Dans une annexe, sont présentés sommairement les partis politiques
présents au parlement turc en 1995 ainsi que la chronologie des principaux
évènements marquants. AI.
"A
propos d'un livre sur 'la culture mosaïque en Anatolie' " par Yvette
Benusiglio
Les "maisons du peuple", sortes de maisons de la culture, ont été
créées par Atatürk lui-même, en 1932, en remplacement
des "Foyers Turcs" (Türk Ocaklari) existants, pour barrer
la route à la culture "fascisante et raciste" que ceux-ci dispensaient.
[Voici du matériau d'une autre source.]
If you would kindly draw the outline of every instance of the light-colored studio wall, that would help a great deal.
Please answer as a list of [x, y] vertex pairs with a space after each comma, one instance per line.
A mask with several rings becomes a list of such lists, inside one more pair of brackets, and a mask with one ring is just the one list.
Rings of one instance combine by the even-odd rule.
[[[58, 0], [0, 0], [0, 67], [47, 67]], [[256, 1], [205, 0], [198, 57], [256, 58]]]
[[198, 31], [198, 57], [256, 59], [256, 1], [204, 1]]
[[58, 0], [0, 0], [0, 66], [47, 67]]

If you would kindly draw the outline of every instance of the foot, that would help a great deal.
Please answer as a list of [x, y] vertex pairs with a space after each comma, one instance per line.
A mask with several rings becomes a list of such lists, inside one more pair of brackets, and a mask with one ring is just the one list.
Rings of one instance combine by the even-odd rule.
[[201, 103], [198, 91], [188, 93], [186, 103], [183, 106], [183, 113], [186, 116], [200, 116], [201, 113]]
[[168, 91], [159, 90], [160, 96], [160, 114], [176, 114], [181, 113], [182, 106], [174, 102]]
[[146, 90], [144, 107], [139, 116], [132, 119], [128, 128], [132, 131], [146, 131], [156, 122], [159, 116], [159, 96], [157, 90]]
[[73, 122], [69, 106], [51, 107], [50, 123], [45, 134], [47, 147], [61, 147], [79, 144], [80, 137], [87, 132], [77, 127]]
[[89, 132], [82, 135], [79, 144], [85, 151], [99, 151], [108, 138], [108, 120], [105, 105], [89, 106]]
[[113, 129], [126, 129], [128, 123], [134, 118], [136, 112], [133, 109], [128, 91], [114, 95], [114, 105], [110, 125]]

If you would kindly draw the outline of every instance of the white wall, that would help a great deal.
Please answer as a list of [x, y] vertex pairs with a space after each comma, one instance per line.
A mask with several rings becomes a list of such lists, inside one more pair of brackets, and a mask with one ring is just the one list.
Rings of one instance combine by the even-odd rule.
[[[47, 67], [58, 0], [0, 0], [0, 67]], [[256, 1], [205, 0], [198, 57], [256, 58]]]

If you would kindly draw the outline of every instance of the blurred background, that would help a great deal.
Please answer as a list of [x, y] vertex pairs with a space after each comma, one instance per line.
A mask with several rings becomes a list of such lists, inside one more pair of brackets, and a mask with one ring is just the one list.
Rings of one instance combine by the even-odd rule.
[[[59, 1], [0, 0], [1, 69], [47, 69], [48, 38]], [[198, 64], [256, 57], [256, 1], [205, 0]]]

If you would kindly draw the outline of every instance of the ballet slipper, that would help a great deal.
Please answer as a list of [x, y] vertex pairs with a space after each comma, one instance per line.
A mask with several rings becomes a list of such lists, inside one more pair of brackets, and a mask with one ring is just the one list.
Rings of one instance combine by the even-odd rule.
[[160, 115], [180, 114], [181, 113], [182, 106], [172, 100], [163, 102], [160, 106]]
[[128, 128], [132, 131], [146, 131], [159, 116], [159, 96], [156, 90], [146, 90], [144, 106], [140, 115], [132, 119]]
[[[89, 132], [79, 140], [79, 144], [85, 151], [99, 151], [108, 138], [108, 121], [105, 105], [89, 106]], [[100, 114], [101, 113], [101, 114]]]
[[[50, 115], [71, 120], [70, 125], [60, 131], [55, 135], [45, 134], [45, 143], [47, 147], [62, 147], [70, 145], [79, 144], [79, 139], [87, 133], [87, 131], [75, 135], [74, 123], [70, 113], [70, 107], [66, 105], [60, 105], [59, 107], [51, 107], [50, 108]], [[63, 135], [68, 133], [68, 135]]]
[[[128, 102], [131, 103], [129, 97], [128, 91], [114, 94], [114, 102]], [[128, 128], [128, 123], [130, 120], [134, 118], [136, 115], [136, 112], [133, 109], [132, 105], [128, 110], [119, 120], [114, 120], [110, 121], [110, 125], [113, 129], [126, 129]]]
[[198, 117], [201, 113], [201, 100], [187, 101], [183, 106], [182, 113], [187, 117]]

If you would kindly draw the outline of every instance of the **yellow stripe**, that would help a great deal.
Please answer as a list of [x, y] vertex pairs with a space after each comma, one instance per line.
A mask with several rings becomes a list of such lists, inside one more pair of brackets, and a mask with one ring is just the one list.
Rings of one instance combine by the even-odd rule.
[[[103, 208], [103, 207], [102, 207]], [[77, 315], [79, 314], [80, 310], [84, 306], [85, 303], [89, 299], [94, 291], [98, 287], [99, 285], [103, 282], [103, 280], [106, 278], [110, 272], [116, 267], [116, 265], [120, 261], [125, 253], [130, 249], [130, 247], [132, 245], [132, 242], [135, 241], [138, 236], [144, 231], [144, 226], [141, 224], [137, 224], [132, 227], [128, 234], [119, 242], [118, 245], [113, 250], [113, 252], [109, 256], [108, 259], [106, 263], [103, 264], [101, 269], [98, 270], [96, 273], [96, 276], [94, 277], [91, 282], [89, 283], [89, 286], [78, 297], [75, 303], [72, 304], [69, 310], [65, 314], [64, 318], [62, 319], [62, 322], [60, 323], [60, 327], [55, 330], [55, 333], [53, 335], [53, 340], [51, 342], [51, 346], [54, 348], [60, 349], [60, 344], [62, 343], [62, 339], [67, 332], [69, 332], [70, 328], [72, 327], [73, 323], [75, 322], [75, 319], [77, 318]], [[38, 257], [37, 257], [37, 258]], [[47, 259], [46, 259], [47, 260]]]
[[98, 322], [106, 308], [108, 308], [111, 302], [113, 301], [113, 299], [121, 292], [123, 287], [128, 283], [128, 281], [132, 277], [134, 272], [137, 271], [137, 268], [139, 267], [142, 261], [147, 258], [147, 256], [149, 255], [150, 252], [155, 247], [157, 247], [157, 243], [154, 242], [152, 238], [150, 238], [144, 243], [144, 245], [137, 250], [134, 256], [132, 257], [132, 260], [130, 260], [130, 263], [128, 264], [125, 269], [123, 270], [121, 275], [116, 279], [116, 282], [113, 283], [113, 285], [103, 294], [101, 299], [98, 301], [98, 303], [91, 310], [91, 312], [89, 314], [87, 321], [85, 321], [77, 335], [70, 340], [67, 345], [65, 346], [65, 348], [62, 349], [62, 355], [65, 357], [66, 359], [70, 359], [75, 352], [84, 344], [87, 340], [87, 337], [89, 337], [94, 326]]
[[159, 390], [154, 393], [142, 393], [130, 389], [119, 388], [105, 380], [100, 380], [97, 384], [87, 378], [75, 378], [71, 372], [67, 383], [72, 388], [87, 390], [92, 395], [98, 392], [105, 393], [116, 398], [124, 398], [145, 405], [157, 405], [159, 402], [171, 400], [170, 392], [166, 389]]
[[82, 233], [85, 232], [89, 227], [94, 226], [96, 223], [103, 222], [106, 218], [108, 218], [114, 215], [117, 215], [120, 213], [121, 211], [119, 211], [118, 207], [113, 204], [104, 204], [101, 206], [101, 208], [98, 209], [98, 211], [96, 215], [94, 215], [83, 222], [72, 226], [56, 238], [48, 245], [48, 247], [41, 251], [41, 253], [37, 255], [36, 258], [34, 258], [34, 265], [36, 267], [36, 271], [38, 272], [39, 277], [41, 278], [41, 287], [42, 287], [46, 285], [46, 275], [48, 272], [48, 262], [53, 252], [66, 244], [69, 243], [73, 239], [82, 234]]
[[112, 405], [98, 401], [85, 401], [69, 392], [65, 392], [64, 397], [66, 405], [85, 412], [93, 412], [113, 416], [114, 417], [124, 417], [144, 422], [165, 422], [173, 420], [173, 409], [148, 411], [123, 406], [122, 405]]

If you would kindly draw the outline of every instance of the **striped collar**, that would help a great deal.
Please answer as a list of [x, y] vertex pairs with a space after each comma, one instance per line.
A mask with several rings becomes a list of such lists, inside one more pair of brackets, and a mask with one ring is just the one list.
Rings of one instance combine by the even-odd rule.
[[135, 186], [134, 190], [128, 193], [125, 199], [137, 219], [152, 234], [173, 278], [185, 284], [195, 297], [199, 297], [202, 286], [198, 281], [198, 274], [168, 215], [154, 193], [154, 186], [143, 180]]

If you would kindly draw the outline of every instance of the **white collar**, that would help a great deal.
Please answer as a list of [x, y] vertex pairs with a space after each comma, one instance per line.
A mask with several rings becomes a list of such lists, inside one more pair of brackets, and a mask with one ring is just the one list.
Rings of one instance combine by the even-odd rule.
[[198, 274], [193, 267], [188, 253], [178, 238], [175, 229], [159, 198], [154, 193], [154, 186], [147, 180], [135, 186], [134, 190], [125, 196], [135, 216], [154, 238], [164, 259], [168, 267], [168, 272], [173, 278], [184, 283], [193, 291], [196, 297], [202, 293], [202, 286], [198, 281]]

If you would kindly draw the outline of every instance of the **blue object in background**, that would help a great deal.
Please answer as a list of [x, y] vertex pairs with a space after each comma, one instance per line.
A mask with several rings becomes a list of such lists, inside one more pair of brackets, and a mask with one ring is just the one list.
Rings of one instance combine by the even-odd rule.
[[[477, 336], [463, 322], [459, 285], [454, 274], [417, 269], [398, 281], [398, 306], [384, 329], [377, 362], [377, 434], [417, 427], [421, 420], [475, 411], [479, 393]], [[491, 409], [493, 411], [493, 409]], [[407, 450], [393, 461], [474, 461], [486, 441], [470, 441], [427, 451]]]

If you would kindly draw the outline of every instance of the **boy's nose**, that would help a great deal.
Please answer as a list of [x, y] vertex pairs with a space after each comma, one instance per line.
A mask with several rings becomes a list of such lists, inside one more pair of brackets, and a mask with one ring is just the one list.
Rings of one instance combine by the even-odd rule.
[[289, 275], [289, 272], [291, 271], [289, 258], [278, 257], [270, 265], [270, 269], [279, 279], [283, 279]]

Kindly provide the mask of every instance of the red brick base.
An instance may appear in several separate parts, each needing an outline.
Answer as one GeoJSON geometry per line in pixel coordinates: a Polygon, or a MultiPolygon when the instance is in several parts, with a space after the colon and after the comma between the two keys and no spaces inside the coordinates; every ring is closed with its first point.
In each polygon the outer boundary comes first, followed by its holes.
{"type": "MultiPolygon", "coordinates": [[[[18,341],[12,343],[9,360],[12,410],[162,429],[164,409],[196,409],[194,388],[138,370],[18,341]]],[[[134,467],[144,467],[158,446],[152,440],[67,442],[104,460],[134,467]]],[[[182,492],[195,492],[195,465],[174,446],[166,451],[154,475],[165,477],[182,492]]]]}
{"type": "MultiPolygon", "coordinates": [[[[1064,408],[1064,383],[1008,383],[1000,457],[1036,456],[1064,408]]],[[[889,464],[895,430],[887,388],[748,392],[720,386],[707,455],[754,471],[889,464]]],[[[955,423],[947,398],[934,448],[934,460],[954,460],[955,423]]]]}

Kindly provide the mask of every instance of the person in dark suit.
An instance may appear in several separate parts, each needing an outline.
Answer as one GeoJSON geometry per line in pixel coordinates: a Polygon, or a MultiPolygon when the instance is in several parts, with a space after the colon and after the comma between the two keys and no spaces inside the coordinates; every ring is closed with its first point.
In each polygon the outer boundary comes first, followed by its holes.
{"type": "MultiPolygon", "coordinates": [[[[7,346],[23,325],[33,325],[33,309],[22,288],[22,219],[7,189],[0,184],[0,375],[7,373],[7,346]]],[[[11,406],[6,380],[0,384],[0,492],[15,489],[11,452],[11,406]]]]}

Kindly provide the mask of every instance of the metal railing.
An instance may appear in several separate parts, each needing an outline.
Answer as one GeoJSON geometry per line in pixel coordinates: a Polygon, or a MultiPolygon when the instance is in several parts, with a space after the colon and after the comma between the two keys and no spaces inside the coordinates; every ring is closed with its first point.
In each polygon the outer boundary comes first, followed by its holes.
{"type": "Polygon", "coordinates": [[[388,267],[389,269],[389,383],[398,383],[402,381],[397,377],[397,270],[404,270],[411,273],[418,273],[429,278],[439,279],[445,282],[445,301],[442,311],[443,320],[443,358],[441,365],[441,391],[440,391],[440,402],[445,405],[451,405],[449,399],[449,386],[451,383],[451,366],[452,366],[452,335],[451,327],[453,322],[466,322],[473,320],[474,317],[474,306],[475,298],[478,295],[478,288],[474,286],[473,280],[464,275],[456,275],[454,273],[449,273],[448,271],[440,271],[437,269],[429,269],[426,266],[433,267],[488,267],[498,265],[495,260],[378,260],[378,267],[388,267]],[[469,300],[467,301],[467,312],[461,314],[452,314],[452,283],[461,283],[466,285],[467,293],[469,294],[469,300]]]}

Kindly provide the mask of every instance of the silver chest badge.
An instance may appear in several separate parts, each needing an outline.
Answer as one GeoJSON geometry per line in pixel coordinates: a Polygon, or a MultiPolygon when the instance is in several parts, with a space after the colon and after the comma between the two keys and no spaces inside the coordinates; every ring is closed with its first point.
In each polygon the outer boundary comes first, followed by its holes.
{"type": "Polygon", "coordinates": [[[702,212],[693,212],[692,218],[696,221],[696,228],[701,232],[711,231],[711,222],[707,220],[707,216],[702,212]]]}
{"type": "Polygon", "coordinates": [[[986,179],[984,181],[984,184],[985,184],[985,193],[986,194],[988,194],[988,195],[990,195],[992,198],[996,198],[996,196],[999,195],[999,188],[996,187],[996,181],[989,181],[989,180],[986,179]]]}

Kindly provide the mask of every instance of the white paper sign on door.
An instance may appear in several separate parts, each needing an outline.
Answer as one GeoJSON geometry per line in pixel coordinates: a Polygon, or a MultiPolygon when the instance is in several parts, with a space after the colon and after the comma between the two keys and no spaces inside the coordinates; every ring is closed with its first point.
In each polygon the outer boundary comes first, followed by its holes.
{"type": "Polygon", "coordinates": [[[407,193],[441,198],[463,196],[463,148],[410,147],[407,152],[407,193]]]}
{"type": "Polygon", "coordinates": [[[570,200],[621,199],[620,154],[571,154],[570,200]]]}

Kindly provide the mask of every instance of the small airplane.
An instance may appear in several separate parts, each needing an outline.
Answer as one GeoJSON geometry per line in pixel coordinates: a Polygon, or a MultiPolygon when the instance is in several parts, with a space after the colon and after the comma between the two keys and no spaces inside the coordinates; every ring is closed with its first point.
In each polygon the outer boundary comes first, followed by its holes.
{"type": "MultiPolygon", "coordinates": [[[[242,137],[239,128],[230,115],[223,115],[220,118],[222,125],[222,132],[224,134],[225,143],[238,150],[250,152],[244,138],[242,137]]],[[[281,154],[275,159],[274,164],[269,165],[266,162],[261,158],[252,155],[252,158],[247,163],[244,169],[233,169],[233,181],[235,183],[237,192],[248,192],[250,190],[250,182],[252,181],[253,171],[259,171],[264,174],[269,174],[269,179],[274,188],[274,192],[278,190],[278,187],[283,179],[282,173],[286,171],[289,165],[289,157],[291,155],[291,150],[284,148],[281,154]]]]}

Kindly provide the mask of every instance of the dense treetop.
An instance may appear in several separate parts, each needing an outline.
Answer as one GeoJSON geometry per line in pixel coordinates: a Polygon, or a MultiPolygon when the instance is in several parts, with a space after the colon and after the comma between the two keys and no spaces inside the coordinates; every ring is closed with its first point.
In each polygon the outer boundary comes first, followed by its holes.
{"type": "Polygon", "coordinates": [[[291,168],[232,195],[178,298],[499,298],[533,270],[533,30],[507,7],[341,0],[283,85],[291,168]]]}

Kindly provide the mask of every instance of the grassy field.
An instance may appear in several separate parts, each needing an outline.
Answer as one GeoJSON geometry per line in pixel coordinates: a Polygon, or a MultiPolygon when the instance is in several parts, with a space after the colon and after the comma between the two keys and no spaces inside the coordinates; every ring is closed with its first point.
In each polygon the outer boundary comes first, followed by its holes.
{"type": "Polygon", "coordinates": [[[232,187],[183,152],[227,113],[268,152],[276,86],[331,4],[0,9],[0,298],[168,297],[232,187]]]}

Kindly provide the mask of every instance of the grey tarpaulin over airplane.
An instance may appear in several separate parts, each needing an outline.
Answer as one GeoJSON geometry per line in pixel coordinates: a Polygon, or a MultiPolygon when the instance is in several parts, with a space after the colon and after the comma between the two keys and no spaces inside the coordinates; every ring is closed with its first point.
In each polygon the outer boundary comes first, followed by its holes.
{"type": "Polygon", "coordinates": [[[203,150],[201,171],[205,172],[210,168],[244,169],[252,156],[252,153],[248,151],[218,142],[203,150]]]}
C'est dans le but de faire revivre ces maisons du Peuple dont l'impact n'a jamais
été celui qu'Atatürk avait espéré que des représentants
de diverses ethnies et de divers groupes religieux se sont réunis. Leurs
exposés ont donné lieu à la publication de ce petit volume.
L'essentiel du débat a porté sur la contestation de la "culture
unique" instaurée une fois pour toute dans ce pays. Or, disent ces
conférenciers, la Turquie aurait tout à gagner à mieux
connaître l'histoire de ces peuples qui l'habitent, leurs cultures, leurs
langues. Au bout du volume, on découvre avec les exposants que le lien
qui les unit tous est l'Islam, mais pas l'Islam politique surgi récemment
et encore moins celui des fondamentalistes. YB.